First draft working title: Gone, Lass!
Misery-fest Domestic Noir novel
I wake. I groan despondently. I had hoped today would be different. But this isn’t heaven, or even hell. It’s worse than that. I’m in my bedroom, this room which has seen so much trouble, with my head on my old, lumpy pillow, mouldy now from the dampness of tears. I ache all over, but I know it’s just a response to the pain in my heart.
I stumble to the kitchen. 8 a.m. Is it too early to have a drink, I wonder? A bottle is open on the table – there’s a couple of inches of red at the bottom. I pour it, still unsure whether to have it or coffee. I notice there’s a dead fly floating in it. Oh well! I put the kettle on.
I take my coffee to the computer.

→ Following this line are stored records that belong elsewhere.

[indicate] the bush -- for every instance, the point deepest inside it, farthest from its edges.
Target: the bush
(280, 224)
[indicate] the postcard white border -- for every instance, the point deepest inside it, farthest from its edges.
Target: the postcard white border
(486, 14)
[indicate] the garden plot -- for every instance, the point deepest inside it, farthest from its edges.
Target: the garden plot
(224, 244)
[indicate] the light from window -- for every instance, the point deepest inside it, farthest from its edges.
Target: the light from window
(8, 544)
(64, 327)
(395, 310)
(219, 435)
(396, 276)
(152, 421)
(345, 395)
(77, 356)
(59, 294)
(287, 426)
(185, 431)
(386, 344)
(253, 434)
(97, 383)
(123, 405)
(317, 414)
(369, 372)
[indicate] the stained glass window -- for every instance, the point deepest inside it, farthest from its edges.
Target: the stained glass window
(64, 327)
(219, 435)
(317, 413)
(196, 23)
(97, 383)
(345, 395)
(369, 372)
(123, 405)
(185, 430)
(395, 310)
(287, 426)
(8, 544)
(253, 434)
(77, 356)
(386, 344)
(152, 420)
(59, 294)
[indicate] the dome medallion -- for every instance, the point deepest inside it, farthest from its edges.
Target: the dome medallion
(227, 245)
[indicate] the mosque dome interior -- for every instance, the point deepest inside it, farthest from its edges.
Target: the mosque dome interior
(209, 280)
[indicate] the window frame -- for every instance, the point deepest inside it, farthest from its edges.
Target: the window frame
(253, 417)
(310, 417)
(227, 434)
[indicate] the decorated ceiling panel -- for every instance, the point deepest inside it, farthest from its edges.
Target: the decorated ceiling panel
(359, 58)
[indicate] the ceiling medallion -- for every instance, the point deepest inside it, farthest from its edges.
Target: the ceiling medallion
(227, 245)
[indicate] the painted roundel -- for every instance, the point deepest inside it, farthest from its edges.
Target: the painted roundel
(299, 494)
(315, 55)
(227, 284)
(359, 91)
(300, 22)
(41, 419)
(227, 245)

I haven’t showered. It seems so pointless to be clean, today of all days. My mind is pulled back to THAT DAY, ten years ago, when…. but no, I mustn’t think of it. I desperately want a drink.
I think about phoning my daughter, but she hates me calling in the morning. Or the afternoon. Or evening. In fact, she hates me. Ever since that day when she was five and I made her go to school. I remember the scene vividly. “WTF, Mum!” she yelled. “Why the flock would you make me do this? If I learn to flickering read, one day I’ll find myself reading The Girl on the Bus or Babies, You’re Dead! You’re a bad mother, you flubbing titch!” (We had taught her to swear early in the hopes she would write crime novels one day, but she still had some work to do…)
I think sadly of my hopes for her and my disappointment at what she’s become. A politician. I groan and bury my head in my hands, the grease from my unwashed hair leaving an oily deposit on my hands. I think about vomiting, but decide to leave it till chapter 2. I desperately want a drink.
Breakfast. I must eat. I had some leftover pizza last Tuesday but since then I haven’t been able to face food. I look in the kitchen. The bread is mouldy. The milk is mouldy. There’s jam. I scoop the mould off the top and eat it from the jar with a dirty spoon. I remember those happy mornings when David and I were first married and we would gaze at each other lovingly over lightly boiled eggs and buttered toast. It’s six months since he left. With that floozy. And the dog. I miss the dog. It’s dead now. He forgot to feed it. I knew he would. I desperately need a drink.
I open my e-mails – 600, all from Nigeria. I think about moving there. It appears I have lots of rich relatives over there, though apparently they’re all dead. Here I only have my daughter. And my mother. She hates me. Ever since the social services made her take me back after she abandoned me at the recycling centre.
I spot an e-mail that’s not from Nigeria! Though I know better, my hopes rise. Could it be from a friend? Unlikely. I only have one friend, and she hates me. Ever since she asked me “Does my bum look big in this?”, and I told her the truth. I open the e-mail. OMG! WTF!! It’s from him! The man from THAT DAY, ten years ago, when… My mind recoils from the memory. I rush to the kitchen for the wine and chug it down in two gulps. The dead fly gives it added body. I put my head in my hands and groan. Can this day get any worse, I ask myself? But I know from experience – it can…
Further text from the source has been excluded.